Am Donnerstag, den 18. Mai, haben wir in Frankfurt am Main ein antifaschistisches Tagesseminar abgehalten. Unter den ca. 30 Teilnehmenden waren Genossinnen und Genossen der KO, Interessierte aus dem Umfeld der KO Frankfurt, aber auch verschiedene Gäste anderer antifaschistischer Organisationen und Gewerkschaften aus Deutschland und Vertreter des russischen kommunistischen Jugendverbands (RKSMB) waren vertreten. Ein offensichtlich koordinierter Störversuch des Frankfurter Ablegers der Rechtsabspaltung der KO, bei dem sie auch anfingen, die Veranstaltungsteilnehmer entgegen ihrem Willen zu filmen, konnte von uns erfolgreich abgewehrt werden und endete mit dem Rausschmiss der Störer. Danach konnte das Seminar mit leichter Verzögerung starten.

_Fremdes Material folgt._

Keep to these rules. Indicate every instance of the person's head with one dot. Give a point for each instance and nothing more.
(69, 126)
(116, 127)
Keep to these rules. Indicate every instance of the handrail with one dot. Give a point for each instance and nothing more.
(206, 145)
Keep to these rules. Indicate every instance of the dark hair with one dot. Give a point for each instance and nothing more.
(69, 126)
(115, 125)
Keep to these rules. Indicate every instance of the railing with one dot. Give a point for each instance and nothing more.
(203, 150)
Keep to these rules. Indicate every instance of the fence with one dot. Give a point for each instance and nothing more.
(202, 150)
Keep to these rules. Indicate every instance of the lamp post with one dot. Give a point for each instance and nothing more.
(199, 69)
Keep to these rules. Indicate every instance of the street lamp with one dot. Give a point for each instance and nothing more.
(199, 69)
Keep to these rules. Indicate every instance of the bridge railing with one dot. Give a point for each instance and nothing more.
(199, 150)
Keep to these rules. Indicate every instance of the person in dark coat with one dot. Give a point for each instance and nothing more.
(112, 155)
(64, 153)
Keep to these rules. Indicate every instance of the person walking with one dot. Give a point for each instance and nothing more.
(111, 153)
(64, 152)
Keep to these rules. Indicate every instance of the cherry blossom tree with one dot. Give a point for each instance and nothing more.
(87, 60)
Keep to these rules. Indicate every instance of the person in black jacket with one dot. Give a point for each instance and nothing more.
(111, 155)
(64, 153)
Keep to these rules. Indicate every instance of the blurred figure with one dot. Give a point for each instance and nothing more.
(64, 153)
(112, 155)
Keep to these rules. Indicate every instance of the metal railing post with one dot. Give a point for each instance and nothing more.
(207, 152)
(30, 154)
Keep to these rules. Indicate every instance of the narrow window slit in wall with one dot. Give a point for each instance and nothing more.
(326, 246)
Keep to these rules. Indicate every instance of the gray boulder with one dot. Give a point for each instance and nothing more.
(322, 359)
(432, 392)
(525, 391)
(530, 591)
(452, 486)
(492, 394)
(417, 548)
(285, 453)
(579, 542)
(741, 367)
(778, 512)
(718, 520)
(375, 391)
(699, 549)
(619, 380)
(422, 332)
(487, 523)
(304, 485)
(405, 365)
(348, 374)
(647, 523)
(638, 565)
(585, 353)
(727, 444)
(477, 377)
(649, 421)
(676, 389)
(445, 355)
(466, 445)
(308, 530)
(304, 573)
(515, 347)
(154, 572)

Zunächst wurde die Machtübertragung an die Faschisten 1933 beleuchtet. Ein besonderes Augenmerk wurde hierbei auf die Rolle des deutschen Monopolkapitals gelegt. Anhand von zahlreichen Quellen wurde herausgearbeitet, dass die größten Monopolistenverbände der Weimarer Republik bereits seit der Novemberrevolution eine klare Agenda verfolgten: Erstens, die Abschaffung der bürgerlichen Demokratie und den Übergang zu einer offen terroristischen Diktatur. Zweitens, ein Wirtschaftsprogramm, dass die Kriegs- und Krisenkosten auf die Arbeiterklasse abwälzen und die Steuern und Sozialabgaben für das Kapital auf ein Minimum herabdrücken sollte. Drittens die Revision des Versailler Vertrags und die Wiederbewaffnung Deutschlands mit dem Ziel eines erneuten imperialistischen Eroberungskriegs. Voraussetzung dafür war viertens die restlose Zerschlagung der Arbeiterbewegung, insbesondere der Kommunistischen Partei und der Gewerkschaften. Die Faschisten haben die politische Macht nicht etwa gegen den Willen der Bourgeoisie oder einer demokratischen „Mitte“ der Gesellschaft erobert, sondern sie wurde ihnen im Interesse des Monopolkapitals und unter Zustimmung der alten Eliten legal übertragen.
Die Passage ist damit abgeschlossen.